Dans son “Portrait d’une faiseuse de sons”, Sophie Berger nous livre une autre approche sensible. Elle évoque son rapport au sonore à travers ses deux passions, le théâtre et la radio : “Ce qui m’importe surtout dans la prise de son, plus que de capturer du réel pour l’étiqueter ‘son de quelque chose’, c’est d’arriver à capter des embryons d’histoires. Que le son enregistré ‘raconte’ déjà, contienne en lui un horizon, un mouvement, […] qu’il tracte d’emblée l’imaginaire du spectateur”. La narration de sa quête d’un son de corne de brume sur un cargo en mer nous rappelle que la
prise de son est un art du subtil et de la détermination.

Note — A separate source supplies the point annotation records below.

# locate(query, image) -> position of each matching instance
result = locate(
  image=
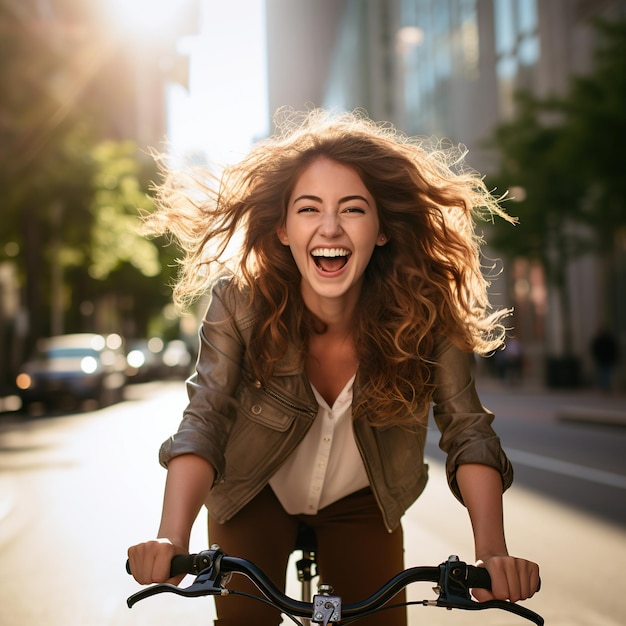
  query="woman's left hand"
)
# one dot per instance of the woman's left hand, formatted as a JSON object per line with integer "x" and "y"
{"x": 512, "y": 579}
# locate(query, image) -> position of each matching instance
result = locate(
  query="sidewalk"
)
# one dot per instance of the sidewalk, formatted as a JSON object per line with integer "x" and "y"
{"x": 585, "y": 405}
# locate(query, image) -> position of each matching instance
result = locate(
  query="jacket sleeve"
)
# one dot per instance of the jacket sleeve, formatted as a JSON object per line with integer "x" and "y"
{"x": 210, "y": 413}
{"x": 464, "y": 423}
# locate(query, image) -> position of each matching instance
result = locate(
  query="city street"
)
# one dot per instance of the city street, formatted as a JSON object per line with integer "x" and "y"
{"x": 77, "y": 489}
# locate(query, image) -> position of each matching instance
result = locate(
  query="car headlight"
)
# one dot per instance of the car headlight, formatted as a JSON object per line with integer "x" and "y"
{"x": 136, "y": 358}
{"x": 23, "y": 381}
{"x": 89, "y": 365}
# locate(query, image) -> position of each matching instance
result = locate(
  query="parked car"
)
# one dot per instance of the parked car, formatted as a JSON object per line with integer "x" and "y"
{"x": 74, "y": 367}
{"x": 144, "y": 358}
{"x": 177, "y": 359}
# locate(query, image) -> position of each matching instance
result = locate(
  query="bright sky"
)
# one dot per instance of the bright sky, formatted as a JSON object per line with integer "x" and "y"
{"x": 226, "y": 106}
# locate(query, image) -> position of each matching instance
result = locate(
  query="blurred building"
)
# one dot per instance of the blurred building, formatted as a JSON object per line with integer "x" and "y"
{"x": 449, "y": 68}
{"x": 115, "y": 72}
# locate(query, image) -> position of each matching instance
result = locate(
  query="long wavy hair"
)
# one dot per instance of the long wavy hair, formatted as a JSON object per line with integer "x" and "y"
{"x": 427, "y": 282}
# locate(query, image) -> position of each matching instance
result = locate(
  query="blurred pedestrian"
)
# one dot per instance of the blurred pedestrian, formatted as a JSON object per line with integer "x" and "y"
{"x": 353, "y": 301}
{"x": 605, "y": 354}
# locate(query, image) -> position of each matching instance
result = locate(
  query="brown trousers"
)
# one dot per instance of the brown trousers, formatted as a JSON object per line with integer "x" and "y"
{"x": 355, "y": 554}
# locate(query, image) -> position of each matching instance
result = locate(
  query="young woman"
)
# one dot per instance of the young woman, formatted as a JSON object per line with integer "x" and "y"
{"x": 351, "y": 303}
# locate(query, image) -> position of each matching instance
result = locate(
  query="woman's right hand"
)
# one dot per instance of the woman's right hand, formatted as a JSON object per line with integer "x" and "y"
{"x": 150, "y": 561}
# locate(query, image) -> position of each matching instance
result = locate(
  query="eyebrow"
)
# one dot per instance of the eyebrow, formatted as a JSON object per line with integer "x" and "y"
{"x": 341, "y": 201}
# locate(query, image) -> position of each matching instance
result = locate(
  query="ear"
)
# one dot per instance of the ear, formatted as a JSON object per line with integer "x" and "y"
{"x": 282, "y": 235}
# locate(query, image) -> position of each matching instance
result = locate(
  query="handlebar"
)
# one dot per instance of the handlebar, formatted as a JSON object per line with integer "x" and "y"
{"x": 453, "y": 579}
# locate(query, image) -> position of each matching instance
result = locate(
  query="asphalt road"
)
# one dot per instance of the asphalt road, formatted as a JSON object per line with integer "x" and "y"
{"x": 76, "y": 490}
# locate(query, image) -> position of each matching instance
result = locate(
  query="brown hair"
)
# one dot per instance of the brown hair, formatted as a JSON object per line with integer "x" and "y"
{"x": 425, "y": 283}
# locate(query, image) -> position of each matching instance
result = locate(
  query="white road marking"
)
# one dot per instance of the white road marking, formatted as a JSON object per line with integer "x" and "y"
{"x": 567, "y": 469}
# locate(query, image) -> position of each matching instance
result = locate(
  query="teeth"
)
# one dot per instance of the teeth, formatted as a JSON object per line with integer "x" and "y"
{"x": 330, "y": 252}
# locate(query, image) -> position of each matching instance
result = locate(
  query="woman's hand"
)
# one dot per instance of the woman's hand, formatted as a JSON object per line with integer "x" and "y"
{"x": 512, "y": 579}
{"x": 150, "y": 561}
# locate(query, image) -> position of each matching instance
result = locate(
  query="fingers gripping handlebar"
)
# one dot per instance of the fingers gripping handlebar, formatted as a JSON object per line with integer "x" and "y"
{"x": 453, "y": 580}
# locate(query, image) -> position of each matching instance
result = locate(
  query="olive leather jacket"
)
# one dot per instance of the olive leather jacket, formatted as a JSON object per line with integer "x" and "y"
{"x": 246, "y": 429}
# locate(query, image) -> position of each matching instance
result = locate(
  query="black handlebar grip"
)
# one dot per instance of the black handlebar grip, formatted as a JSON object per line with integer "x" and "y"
{"x": 478, "y": 577}
{"x": 181, "y": 564}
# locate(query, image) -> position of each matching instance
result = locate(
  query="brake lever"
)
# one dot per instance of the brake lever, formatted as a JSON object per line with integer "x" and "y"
{"x": 206, "y": 583}
{"x": 454, "y": 593}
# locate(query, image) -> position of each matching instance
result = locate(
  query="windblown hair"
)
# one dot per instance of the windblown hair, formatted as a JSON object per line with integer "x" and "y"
{"x": 425, "y": 283}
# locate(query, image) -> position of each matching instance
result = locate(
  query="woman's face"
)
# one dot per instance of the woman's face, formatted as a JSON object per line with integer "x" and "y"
{"x": 331, "y": 228}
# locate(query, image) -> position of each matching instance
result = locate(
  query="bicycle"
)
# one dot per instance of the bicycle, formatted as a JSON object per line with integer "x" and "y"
{"x": 453, "y": 579}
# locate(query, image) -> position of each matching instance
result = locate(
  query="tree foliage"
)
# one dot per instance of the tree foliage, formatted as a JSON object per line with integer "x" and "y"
{"x": 73, "y": 183}
{"x": 561, "y": 161}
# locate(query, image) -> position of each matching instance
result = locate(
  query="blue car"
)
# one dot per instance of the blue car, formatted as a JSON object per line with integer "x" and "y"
{"x": 83, "y": 366}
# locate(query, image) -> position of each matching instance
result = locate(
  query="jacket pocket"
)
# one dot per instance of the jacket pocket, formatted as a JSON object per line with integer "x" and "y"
{"x": 263, "y": 435}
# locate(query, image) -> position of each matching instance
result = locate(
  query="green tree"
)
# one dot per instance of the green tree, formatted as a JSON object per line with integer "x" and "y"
{"x": 560, "y": 157}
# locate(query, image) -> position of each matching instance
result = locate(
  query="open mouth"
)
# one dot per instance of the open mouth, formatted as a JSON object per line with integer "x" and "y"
{"x": 330, "y": 259}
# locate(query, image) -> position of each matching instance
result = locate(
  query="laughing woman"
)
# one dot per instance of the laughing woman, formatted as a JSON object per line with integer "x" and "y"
{"x": 352, "y": 302}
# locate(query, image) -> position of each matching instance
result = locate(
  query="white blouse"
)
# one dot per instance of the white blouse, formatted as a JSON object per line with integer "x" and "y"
{"x": 327, "y": 465}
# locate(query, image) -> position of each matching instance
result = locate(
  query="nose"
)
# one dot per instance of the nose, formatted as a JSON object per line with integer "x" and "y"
{"x": 330, "y": 225}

L’entretien croisé entre Mme Miniature et Lucas Lelièvre est là pour rappeler que la collaboration et la complicité existent tout de mmême dans le métier. Ils retracent leur parcours commun, de la relation professeur/élève au TNS jusqu’aux créations écrites “à quatre mains”.

De droite à gauche, Antoine Richard, Margaux Robin et Thibault Farineau

Un centre de ressources

La rubrique Les métiers et formations est à visée clairement pédagogique et se tourne vers l’avenir.

Antoine Richard : Nous avons souhaité que le site puisse concerner les praticiens actifs mais aussi les futurs arrivants dans nos métiers. En  élaborant ce projet, nous nous sommes rendus compte qu’il y avait peu de renseignements en ligne sur la pratique de créateur sonore pour le spectacle vivant. C’est important d’avoir un lieu ressource quand on est étudiant ou jeune débutant sortant de formation.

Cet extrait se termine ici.